I costi collettivi dell’ignoranza

Da un paio d’anni ho una piccola collaborazione con l’Università di Trento. Seguo i canali social di un interessantissimo progetto dedicato al Centenario della Prima Guerra Mondiale. Si chiama La Grande Guerra +100 ed è un calendario digitale che ogni mese affronta un tema legato all’evolversi del conflitto bellico. Vi contribuiscono ogni mese ricercatori non solo italiani ed ogni episodio è approfondito attraverso l’uso di infografiche, raccolte di fotografie, articoli di approfondimento, biografie di personaggi che in qualche modo hanno avuto un ruolo all’epoca del conflitto, testimonianze. Sono le testimonianze la parte che ogni mese mi tocca di più: racconti talvolta davvero strazianti, desolanti, di soldati e testimoni di una guerra che di grande ha avuto solo l’orrore.

[Chissà se ricorderei qualcosa in più se avessi studiato storia in questo modo al liceo. Se avessi letto il racconto di chi c’era avrei dimenticato la Battaglia delle Somme? Chissà se a scuola me ne hanno poi mai parlato.]

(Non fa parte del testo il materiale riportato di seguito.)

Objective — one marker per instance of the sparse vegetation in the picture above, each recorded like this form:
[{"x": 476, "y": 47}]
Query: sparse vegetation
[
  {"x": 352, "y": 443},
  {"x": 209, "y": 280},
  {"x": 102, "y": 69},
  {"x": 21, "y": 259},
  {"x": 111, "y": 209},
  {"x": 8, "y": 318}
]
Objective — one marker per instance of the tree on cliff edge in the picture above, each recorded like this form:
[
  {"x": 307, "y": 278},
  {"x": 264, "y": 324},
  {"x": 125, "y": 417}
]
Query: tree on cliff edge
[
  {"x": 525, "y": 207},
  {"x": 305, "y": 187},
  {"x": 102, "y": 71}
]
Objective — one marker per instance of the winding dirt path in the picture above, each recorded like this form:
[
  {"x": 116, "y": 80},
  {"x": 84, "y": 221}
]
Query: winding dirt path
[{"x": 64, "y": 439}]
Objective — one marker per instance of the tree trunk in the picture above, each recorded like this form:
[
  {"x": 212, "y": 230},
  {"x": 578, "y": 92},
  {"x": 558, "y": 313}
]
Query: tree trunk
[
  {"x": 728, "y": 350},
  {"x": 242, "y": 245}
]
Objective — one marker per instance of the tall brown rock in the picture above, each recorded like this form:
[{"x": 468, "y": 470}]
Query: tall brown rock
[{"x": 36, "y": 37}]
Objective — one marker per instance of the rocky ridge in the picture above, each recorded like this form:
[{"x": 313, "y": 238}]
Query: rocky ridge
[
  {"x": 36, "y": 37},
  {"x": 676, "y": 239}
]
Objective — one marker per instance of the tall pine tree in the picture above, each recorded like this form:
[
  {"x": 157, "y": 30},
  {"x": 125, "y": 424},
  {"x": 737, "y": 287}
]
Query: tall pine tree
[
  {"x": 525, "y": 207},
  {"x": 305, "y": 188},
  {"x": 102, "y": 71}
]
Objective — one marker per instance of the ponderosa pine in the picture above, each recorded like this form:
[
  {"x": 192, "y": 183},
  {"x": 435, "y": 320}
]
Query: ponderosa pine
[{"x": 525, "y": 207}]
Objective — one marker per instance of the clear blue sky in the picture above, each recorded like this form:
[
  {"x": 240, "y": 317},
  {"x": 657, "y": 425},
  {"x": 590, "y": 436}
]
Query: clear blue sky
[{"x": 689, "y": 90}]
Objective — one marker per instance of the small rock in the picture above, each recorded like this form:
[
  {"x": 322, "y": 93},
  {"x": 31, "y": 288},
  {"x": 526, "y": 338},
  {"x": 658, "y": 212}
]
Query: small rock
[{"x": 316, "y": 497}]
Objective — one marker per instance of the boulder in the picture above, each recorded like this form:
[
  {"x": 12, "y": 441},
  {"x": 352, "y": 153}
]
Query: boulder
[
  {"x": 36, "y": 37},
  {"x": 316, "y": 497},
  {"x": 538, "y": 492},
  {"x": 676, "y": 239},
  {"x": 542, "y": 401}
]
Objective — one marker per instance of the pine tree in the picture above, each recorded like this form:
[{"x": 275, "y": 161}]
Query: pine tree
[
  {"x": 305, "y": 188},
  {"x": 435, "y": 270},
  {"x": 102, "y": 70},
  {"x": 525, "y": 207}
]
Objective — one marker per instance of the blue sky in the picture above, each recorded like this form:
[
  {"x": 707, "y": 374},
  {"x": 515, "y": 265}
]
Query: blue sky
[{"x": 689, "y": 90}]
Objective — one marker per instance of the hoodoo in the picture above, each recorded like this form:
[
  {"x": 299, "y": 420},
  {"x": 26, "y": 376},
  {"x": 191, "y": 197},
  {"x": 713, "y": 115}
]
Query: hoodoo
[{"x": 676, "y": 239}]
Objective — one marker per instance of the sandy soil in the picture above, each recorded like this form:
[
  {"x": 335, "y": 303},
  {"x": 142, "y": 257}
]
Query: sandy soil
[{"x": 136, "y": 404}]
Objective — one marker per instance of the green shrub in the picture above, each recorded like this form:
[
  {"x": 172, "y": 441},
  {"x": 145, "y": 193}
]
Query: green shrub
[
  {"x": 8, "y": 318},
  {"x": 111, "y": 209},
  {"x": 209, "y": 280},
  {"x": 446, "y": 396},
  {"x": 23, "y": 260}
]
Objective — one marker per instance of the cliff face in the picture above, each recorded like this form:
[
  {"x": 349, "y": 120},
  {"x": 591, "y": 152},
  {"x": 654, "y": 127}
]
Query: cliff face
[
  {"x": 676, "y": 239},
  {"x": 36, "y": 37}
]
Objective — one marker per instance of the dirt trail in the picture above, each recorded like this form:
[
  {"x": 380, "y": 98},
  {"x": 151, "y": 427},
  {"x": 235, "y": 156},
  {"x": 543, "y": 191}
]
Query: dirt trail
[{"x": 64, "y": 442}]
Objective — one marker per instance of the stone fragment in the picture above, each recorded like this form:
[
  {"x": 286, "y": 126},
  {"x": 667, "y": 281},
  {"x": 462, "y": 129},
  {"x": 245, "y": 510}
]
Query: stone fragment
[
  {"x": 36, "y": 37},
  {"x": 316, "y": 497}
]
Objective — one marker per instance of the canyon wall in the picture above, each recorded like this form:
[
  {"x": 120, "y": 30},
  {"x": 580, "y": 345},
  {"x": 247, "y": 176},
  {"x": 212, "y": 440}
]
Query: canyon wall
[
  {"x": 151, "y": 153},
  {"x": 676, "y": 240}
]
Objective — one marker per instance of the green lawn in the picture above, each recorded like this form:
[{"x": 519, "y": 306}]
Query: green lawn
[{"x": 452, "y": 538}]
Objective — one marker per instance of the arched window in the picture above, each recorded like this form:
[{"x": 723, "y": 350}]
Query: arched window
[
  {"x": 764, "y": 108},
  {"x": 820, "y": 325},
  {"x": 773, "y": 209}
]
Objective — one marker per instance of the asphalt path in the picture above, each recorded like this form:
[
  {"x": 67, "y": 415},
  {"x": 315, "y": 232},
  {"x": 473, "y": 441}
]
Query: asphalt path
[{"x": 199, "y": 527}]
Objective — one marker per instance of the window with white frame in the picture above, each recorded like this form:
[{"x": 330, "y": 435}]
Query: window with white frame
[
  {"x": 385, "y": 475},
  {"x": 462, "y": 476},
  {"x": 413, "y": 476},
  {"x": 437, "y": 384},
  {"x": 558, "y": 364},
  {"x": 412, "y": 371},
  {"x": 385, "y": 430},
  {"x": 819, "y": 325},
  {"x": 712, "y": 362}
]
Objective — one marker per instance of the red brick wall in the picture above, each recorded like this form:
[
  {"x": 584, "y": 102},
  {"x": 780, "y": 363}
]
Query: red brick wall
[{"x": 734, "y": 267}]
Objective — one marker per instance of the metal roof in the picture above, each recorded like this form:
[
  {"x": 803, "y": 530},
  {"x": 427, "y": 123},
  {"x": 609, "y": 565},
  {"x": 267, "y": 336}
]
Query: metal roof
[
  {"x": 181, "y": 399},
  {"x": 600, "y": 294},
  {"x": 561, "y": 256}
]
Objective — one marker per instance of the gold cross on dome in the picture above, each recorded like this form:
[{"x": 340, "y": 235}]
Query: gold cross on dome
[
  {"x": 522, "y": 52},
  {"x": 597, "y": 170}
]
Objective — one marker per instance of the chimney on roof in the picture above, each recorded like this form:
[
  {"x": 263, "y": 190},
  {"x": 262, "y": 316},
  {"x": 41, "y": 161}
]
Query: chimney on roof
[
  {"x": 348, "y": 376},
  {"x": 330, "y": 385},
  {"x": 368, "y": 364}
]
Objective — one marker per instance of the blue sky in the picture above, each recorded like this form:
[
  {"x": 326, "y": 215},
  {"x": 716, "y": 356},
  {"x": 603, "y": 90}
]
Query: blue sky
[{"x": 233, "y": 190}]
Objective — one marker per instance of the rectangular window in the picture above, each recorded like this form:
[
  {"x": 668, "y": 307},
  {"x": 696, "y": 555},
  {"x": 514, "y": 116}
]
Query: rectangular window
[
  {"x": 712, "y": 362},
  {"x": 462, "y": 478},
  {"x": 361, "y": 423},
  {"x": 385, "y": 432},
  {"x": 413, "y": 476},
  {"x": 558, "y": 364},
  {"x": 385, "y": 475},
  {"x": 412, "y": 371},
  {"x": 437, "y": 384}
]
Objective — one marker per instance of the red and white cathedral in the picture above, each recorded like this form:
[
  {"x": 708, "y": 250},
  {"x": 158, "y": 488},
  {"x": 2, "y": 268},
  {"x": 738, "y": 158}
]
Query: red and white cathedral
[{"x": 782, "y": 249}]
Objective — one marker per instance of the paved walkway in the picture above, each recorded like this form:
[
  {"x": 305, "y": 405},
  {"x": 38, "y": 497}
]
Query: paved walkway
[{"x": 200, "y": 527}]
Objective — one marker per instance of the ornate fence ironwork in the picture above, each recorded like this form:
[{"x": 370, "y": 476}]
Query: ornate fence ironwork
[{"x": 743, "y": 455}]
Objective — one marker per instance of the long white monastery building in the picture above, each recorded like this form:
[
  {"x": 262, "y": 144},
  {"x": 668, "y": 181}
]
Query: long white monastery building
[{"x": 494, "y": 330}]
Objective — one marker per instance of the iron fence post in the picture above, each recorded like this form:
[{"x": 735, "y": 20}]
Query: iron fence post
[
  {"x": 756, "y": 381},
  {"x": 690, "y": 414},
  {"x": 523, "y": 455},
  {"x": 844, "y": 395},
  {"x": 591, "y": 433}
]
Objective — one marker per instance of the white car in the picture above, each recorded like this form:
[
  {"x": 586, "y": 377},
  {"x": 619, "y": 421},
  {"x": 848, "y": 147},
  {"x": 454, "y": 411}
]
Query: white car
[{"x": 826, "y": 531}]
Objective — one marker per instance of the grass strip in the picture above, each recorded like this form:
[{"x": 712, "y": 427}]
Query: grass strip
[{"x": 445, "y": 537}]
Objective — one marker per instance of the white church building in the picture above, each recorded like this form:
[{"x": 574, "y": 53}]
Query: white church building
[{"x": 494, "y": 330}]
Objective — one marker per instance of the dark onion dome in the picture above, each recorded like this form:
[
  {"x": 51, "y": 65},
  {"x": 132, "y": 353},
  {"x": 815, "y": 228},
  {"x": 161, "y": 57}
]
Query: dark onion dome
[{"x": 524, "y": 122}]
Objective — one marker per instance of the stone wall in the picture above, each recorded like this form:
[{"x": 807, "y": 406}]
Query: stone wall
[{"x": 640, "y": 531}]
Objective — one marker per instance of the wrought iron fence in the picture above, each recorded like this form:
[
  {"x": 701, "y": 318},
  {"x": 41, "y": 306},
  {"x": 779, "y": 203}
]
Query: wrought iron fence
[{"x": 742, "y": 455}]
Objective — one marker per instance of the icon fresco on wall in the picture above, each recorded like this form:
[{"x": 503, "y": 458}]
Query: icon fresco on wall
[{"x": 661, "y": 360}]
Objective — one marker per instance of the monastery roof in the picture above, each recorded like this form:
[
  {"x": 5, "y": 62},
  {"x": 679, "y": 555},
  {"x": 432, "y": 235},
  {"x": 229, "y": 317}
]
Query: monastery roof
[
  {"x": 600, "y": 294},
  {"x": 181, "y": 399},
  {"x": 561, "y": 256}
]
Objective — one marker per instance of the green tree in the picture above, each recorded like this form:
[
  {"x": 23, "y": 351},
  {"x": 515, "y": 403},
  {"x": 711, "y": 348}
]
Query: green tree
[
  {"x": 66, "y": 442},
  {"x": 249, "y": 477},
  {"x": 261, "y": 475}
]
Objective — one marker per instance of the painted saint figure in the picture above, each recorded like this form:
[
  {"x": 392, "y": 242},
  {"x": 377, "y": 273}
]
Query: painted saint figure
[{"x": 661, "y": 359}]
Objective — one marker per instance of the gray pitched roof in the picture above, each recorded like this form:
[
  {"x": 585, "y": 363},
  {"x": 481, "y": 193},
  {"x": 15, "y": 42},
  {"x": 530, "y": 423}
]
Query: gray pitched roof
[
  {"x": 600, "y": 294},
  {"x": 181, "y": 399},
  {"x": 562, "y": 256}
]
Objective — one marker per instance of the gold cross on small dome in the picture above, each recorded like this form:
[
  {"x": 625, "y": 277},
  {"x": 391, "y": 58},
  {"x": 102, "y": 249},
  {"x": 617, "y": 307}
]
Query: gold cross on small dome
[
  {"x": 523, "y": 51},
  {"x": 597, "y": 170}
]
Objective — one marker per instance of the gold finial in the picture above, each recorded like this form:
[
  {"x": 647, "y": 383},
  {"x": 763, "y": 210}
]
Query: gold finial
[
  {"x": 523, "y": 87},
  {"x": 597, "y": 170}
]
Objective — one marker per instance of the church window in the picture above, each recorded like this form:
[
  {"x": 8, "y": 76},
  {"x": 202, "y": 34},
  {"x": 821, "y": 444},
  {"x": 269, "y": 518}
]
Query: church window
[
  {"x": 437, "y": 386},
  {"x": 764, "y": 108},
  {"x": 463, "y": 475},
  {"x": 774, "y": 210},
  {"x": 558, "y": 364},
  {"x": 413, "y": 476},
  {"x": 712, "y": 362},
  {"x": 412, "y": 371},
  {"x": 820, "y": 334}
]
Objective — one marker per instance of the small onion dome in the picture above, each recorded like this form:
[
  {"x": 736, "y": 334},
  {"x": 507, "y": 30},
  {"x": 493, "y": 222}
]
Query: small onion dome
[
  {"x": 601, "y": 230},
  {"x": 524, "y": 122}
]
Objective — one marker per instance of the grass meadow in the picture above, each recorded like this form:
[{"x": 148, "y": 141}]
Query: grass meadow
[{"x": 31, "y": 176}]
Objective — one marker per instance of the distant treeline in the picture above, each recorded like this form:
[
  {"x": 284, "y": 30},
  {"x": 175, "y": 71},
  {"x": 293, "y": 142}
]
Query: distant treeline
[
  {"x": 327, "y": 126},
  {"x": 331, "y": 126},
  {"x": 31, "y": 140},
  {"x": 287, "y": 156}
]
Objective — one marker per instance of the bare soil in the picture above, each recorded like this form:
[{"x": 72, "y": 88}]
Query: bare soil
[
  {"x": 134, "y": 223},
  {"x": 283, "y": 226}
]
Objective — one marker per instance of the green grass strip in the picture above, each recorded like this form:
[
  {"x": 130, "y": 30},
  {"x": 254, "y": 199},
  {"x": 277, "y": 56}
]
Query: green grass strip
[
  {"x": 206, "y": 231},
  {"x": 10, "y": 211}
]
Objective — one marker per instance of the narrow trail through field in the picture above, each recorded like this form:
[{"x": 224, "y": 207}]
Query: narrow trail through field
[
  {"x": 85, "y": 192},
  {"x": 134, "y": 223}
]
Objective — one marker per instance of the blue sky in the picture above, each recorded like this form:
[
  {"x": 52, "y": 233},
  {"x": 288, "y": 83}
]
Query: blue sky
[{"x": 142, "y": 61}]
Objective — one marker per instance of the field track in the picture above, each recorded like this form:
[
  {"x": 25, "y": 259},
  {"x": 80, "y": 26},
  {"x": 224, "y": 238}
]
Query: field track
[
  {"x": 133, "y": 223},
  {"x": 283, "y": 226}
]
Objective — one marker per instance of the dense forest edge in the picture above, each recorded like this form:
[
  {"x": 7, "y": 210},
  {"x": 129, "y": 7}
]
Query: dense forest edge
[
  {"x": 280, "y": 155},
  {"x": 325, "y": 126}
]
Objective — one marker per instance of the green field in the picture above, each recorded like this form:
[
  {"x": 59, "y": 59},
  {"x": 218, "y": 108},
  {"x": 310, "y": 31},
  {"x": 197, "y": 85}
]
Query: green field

Ma questa è solo una piccola premessa alla storia che vi voglio andare a raccontare. Premessa che vuole soltanto sottolineare come mai questa vicenda mi sta sempre più a cuore. Vicenda che però, prima richiede un’altra piccola premessa.
Gli anni del dopoguerra furono caratterizzati dalla volontà di ricordare la memoria dei caduti (circa 650 mila i soldati italiani, quasi altrettanti i civili), ed è all’interno di questa dinamica che vennero realizzati monumenti, lapidi e i Parchi e Viali della Rimembranza.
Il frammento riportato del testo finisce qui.